Looking back, I see that it’s because, as I tell people often, “It’s like the whole country has ADD.” And that sounds like a joke, and in some ways it is, but it’s also true. That’s its own whole post, and maybe I’ll write that next. But lately, I’ve come to see that I also felt so home there because they, too, the country, and everybody who lives there, are kind of struggling. I guess I’ve learned to identify with underdogs, the outcasts, the misfits, with those who get overlooked or mocked or scorned. And it is a kind of overlooked, mocked, scorned place. It’s a joke, a punchline, as I so often have been.

There’s a scene in Indiana Jones and the Temple of Doom where one character brings up the fact that Indiana Jones was run out of Honduras. I always took that as a way of pointing up his disreputableness.
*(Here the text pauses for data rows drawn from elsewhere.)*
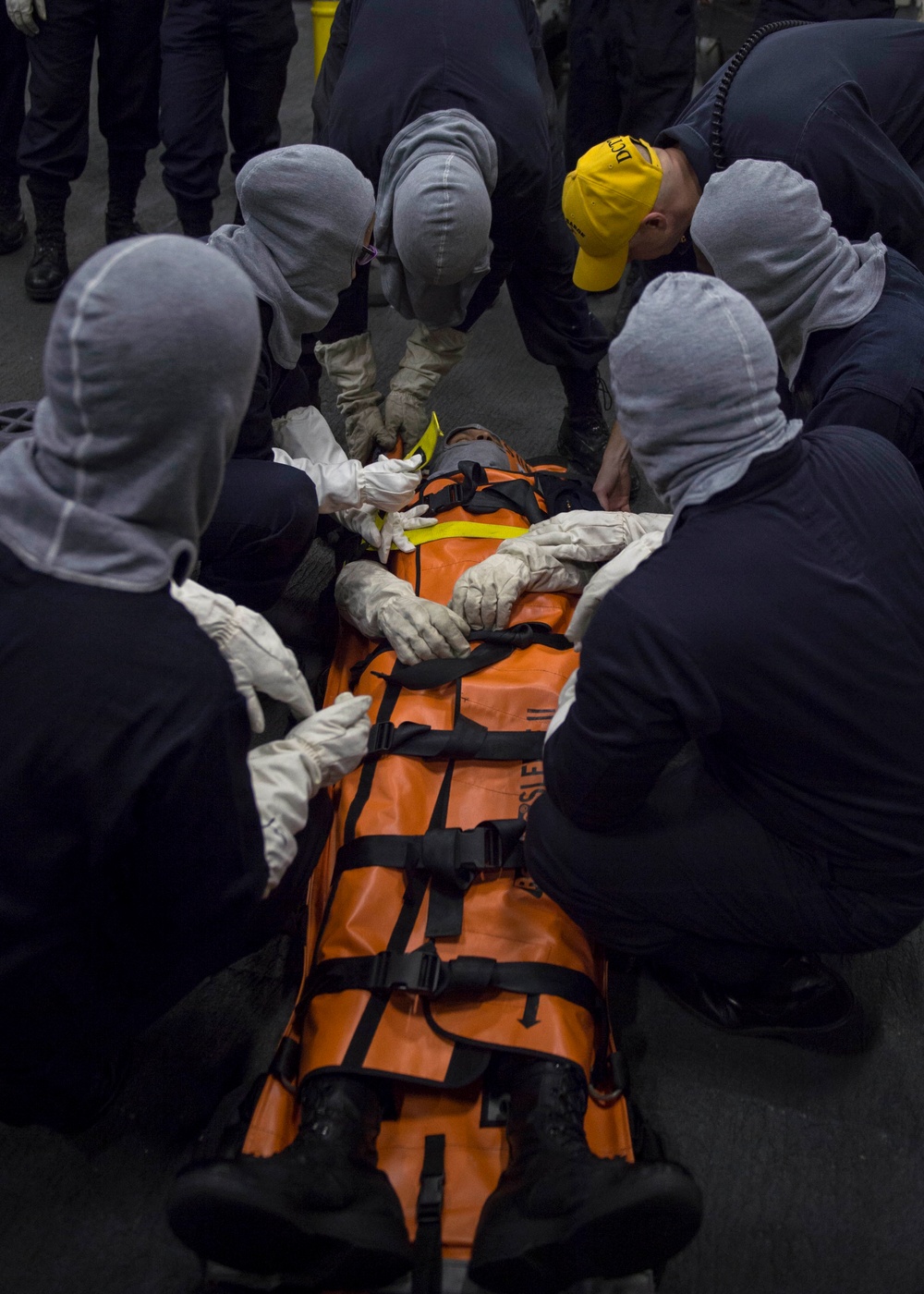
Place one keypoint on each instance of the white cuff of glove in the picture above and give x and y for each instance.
(590, 536)
(390, 482)
(255, 653)
(286, 774)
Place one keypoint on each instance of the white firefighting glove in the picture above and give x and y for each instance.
(22, 15)
(382, 605)
(351, 366)
(302, 439)
(565, 699)
(607, 578)
(430, 353)
(341, 482)
(391, 482)
(286, 774)
(361, 520)
(258, 657)
(591, 536)
(484, 595)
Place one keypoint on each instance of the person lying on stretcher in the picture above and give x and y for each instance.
(555, 555)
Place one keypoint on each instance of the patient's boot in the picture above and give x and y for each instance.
(320, 1207)
(559, 1213)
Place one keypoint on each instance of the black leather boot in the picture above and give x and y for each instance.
(320, 1209)
(584, 433)
(49, 269)
(196, 217)
(13, 228)
(123, 196)
(803, 1002)
(561, 1214)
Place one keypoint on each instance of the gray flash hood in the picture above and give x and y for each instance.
(694, 377)
(149, 366)
(306, 213)
(764, 230)
(432, 219)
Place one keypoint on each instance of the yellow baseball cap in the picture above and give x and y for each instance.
(604, 200)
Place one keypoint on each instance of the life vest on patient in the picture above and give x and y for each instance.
(429, 947)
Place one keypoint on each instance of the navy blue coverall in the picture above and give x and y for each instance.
(204, 43)
(871, 374)
(843, 104)
(633, 65)
(386, 67)
(55, 141)
(781, 629)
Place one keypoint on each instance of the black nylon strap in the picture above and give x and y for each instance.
(466, 740)
(427, 1270)
(449, 853)
(496, 644)
(425, 973)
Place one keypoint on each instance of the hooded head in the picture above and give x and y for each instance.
(149, 366)
(764, 230)
(694, 375)
(306, 211)
(433, 215)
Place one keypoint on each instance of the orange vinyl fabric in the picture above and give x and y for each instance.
(435, 1047)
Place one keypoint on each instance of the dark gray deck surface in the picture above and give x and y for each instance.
(811, 1166)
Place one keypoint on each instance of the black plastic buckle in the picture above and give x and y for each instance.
(381, 738)
(419, 970)
(430, 1199)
I mean, damn, if they didn’t want him back in Honduras, he must be some hell of a reprobate.

Honduras is the place O. Henry went when he wanted to flee the world. Honduras is the place where William Walker, the clown who tried to set himself up as dictator of Nicaragua ended up before a firing squad. It was the original banana republic. It’s a place that can fill in in any tale or movie or book to stand for nowhere, for some no ’count, jerkwater joke of a place, the place where the losers and clowns might end up when they can’t hack it in the real world.
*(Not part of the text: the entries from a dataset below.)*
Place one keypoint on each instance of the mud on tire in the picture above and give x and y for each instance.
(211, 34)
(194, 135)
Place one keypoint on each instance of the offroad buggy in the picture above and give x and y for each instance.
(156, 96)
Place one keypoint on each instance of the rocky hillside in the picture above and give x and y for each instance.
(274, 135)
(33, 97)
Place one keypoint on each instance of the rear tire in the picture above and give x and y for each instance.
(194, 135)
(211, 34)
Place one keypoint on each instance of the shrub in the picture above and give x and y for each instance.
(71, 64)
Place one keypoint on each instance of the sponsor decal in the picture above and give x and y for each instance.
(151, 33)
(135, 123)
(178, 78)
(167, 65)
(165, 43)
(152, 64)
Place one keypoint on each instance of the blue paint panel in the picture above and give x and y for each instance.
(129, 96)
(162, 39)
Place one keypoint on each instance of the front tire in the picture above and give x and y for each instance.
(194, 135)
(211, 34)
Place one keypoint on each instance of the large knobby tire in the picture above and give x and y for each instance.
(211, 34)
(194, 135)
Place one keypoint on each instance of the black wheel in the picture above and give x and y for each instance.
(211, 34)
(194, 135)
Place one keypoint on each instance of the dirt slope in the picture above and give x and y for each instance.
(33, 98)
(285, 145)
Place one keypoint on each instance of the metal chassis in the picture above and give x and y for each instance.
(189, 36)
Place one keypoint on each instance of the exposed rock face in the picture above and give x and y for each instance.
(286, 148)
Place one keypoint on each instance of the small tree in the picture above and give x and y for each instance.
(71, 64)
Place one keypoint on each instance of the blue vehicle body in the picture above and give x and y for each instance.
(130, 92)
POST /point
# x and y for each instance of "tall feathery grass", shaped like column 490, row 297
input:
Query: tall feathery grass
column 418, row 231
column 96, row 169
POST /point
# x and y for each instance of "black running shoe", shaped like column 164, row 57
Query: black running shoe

And the people who live there are even more nondescript. In the stories and movies, Hondurans don’t figure into it at all, only the losers from elsewhere who end up there are worth bothering with, and only because they have the good luck to have at least started out in some “real” country.

Now, mind you, I’m not saying that that’s what Honduras is; I’m only saying that that’s what most Americans think of it--when they think of it at all. But, well, I identify with that. I guess I feel like that’s what a lot of the world always thought of me. As I said, I identify with the losers, the overlooked, the mocked, the ones who end up as punchlines to somebody else’s jokes. I do because Im one of those, too.

Well, this has wandered farther afield than I had meant it to. And here I even said I wasn’t going to write about Honduras in this post, and I went and did it anyway. But I’ll try to drag this back to where I meant it to be going, and I’ll try to wrap it up.

So...

Those kids in the school I work with. I don’t want them to feel less worthy. I don’t want them to feel like they don’t have anything to give to the world. I don’t want children who struggle in school to feel that way. I don’t want anybody to grow up, as I did, thinking, “I’m no good.”

We all have something to do with our lives. Some of us will do great, big, spectacular things. Some will do things that are less showy, but no less worthy. Somebody who builds a water plant in some little Honduran town, so the people who live there can have clean water to drink for once, that’s a big deal. Nobody who does that will ever get any prize for it, but it’s important work, since it makes people’s lives better. And the person who goes to school to learn about water safety, and the engineering to make it work, and then goes out into the campo and does it for some little forgotten town, has done something great.

And some of those children at that school are going to do something like that. Who knows what else they might do? Someday, somebody, somewhere is going to cure cancer. I don’t know who. I do know that I won’t be the one, but I don’t know who will. And it’s just as likely that the person who could do it is sitting in one of those classrooms at the Jeanette Kawas School in Tela, Honduras as it is that it’s anybody else. It could be a child with ADD or some other learning disability, who might otherwise get written off.

I don’t want to see that happen, and not only because I don’t want the world to miss out on the cure for cancer; I don’t want to see it happen because these children have worth, whatever they end up doing with their lives, even if they end up doing nothing more notable than going on to live happy lives.

I’m still trying to learn that I have some worth. What I’d really like to see is a world in which nobody else ever has to learn it.